SCROLL TO CONTINUE WITH CONTENT
Tak hanya itu, Deddy juga didakwa memperkaya PT Yodya Karya, PT Metaphora Sulosi Global, PT Malmass Mitra Teknik, PD Laboratorium Teknik Sipil Geoinves, PT Ciriajasa Cipta Mandiri, PT Global Daya Manunggal, PT Aria lingga Perkasa, PT Dusari Citra Laras, KSO Adhi-Wika dan 32 perusahaan/perorangan sub kontrak KSO Adhi-Wika.
Total kerugian negara dalam proyek ini sangat fantastis, mencapai Rp 463.668.000.000.
Proses dugaan korupsi ini diduga dilakukan dalam kurun waktu September 2009 hingga Desember 2011. Lokasi yang didakwa KPK mulai di di Kementerian Pemuda dan Olahraga, Hotel Kristal, Hotel Atlet Century, Apartemen Sommerset, Hotel Grand Sahid Jaya, dan Hotel Grand Hyatt.

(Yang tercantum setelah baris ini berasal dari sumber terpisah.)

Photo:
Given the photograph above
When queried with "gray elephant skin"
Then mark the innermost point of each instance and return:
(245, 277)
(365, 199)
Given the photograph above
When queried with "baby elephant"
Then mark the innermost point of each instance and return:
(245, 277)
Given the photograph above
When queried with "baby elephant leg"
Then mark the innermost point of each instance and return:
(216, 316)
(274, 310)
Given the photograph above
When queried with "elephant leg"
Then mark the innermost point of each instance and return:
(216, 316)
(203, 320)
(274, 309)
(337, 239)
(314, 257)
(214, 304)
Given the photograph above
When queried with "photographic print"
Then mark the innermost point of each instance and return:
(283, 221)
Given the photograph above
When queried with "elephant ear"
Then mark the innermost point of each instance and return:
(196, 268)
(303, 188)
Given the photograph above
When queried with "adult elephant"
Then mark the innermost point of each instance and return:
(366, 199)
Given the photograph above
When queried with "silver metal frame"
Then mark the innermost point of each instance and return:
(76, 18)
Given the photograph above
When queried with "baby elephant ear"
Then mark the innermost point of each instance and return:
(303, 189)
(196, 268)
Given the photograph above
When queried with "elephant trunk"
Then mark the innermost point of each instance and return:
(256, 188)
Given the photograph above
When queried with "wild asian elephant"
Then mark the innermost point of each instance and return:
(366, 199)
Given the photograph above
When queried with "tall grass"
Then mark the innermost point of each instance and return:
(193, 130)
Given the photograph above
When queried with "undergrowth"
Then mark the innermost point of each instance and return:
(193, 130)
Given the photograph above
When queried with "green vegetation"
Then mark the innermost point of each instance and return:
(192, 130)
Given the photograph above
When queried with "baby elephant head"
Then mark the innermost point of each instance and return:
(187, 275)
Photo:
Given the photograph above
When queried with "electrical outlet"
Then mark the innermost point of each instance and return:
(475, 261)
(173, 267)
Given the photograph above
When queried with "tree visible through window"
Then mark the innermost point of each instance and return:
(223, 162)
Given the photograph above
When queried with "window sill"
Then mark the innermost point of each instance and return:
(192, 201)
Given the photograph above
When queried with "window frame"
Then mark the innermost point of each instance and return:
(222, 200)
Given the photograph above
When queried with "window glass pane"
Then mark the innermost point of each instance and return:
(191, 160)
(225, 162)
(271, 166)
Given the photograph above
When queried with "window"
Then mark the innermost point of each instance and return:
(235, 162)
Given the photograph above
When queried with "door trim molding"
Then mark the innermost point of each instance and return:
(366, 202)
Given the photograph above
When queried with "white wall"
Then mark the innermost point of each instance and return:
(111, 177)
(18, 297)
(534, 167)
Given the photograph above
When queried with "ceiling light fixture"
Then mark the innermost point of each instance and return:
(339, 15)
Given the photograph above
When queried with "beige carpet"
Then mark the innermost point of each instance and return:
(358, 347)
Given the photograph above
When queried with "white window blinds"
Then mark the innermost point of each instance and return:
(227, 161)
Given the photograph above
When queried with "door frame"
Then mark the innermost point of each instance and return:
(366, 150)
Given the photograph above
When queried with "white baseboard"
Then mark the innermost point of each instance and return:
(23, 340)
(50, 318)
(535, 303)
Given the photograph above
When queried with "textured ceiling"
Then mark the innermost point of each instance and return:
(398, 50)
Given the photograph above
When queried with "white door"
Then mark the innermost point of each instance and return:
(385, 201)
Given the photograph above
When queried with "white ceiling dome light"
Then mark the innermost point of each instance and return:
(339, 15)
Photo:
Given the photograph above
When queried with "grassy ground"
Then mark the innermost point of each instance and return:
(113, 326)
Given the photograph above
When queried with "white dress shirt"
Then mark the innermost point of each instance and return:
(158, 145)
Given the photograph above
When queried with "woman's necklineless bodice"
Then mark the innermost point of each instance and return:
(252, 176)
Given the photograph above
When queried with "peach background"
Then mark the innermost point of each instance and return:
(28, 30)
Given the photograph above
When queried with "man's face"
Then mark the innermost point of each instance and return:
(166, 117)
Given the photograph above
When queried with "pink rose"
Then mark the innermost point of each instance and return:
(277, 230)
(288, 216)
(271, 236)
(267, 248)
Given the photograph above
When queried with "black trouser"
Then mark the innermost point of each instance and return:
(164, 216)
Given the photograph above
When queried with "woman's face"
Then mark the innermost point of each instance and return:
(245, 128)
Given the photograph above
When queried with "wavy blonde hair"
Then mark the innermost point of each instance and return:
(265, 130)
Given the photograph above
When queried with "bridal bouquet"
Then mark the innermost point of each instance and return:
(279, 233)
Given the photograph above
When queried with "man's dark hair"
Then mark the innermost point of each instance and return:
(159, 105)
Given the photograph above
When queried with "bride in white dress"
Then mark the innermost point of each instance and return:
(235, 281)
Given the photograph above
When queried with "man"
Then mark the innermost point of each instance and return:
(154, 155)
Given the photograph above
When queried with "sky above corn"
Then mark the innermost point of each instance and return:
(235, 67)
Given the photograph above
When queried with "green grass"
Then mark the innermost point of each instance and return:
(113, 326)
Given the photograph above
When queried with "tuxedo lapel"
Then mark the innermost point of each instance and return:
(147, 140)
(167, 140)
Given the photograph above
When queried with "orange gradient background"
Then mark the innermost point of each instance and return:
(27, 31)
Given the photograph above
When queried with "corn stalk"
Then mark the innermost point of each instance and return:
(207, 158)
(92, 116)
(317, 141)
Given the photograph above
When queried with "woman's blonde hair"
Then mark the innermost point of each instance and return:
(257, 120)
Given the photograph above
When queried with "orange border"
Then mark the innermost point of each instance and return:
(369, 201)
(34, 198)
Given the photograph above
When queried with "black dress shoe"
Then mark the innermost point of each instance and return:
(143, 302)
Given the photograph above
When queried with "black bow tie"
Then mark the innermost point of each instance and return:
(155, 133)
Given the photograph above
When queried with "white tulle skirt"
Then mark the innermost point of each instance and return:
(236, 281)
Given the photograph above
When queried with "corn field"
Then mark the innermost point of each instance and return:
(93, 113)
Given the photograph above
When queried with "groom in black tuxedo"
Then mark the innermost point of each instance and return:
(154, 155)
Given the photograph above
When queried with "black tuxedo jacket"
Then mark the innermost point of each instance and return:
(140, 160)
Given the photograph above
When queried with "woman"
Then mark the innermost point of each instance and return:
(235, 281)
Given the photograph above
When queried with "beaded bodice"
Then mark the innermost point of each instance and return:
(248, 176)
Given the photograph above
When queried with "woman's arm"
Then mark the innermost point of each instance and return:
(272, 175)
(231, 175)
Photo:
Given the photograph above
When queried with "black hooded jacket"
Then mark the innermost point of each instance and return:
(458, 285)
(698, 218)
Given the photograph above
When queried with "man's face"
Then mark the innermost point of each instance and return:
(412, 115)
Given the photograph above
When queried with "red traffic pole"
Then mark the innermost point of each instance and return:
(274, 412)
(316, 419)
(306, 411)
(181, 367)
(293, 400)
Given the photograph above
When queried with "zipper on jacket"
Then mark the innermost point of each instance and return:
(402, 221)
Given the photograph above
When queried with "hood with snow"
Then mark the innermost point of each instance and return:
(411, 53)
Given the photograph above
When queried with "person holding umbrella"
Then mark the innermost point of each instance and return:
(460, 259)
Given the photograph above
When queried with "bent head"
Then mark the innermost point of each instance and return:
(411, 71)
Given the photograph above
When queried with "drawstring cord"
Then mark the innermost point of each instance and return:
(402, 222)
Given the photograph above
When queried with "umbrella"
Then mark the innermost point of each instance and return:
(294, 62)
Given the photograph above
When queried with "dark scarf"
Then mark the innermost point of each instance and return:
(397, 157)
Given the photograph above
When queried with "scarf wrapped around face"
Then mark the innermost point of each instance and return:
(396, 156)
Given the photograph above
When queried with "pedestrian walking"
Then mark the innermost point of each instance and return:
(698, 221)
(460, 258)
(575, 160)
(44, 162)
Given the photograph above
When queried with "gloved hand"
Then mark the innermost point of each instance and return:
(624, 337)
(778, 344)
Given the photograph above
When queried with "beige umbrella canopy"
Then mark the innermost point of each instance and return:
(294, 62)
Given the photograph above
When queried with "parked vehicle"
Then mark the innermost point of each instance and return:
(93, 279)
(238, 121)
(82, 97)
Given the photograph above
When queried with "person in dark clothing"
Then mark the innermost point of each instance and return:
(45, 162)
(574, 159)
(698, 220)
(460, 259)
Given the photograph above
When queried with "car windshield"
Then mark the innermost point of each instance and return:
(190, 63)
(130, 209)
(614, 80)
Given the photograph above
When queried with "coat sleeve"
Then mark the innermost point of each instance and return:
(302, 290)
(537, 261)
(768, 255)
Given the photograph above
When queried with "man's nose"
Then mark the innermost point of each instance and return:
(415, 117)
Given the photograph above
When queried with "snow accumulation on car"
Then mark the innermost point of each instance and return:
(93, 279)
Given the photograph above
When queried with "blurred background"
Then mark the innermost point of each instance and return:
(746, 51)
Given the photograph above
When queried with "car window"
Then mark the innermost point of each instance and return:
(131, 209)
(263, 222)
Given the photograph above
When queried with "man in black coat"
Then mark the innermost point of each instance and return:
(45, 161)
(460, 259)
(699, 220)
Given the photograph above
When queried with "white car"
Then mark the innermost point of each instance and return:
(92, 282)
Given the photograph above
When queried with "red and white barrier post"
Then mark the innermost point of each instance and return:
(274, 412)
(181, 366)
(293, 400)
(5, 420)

Deddy Kusdinar didakwa bersama-sama dengan Andi Alifian Mallarangeng, Teuku Bagus Mohammad Noor, serta bersama-sama juga dengan Wafid Muharam, Andi Zulkarnain Mallarangeng, Machfud Suroso, Lisa Lukitawati Isa, Muhammad Arifin serta Saul Paulus David Nelwan.